As Bluetooth spreads Hallyu, state cracks down

North Korean authorities have ramped up efforts to stamp out South Korean popular culture — also known as Hallyu
— which has been spreading through mobile phones. While the mobile phones themselves are legal, younger people
have been using Bluetooth or SD memory cards to disseminate Hallyu content, deemed illegal according to North Korean penal code.

“Young people who have mobile phones use
Bluetooth to receive music files, but recently the crackdown
on this has become more severe,” a source in North Hamkyung Province told Daily
NK on Sunday. “They usually covertly listen to [illicit foreign] music with their earphones on
the street, but now officials will abruptly approach them and go through their
belongings to find their mobile phones.”  
 

The authorities are concerned not only with
music from just below the border, but also TV dramas and movies from the
South trickling in through the porous border with China. “As a result, the
trend of passing on such dramas via mobile phones has seen a severe decline,”
she explained.
 

Young North Koreans have
been quick to incorporate their mobile phones as devices to share dramas and
movies from below the 38th parallel in addition to the longer, more established practice of utilizing flash drives for the job. Bluetooth and SD memory
cards are paramount for easy, swift swapping and storage of this media content among the younger generation.

“They used to pass on music via the Bluetooth
function, while transferring movies and TV series was generally reserved for USBs;
this has become exponentially harder in the face of sudden searches by security
officials to either confiscate people’s phones or search through the content
stored on them,” she said, adding that inspection teams are particularly
focused on rooting out thumb drives packed with South Korean programming
content circulating at the markets.
 

As a result, many young people are
refraining from watching content from the South for the time being to avoid the potential repercussions.
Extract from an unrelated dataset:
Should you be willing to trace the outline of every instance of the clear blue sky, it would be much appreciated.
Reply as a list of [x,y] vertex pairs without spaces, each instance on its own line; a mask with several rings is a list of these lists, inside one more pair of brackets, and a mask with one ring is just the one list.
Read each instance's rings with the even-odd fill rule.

As previously reported, spotting vendors
secretly hawking South Korean clothes at the markets has become a far less
common sight as of late.
 

However, in the midst of such severe
monitoring, children of Party cadres enjoy relative freedom, watching South
Korean television programs and films at their leisure, according to the source.  
 

“People with no power face harsh
punishments if they get caught, but these same rules do not apply to Party
cadres,” she asserted. “They are punished sometimes to set an example for
others, but that’s limited to rare occasions, so Party cadres’ kids are growing increasingly bold.”
 

Predicated on the past, the source reported that most speculate such
stringent monitoring will fizzle out again in the near future, finding hope in
the belief that they will be back to enjoying an array of South Korean media content again soon.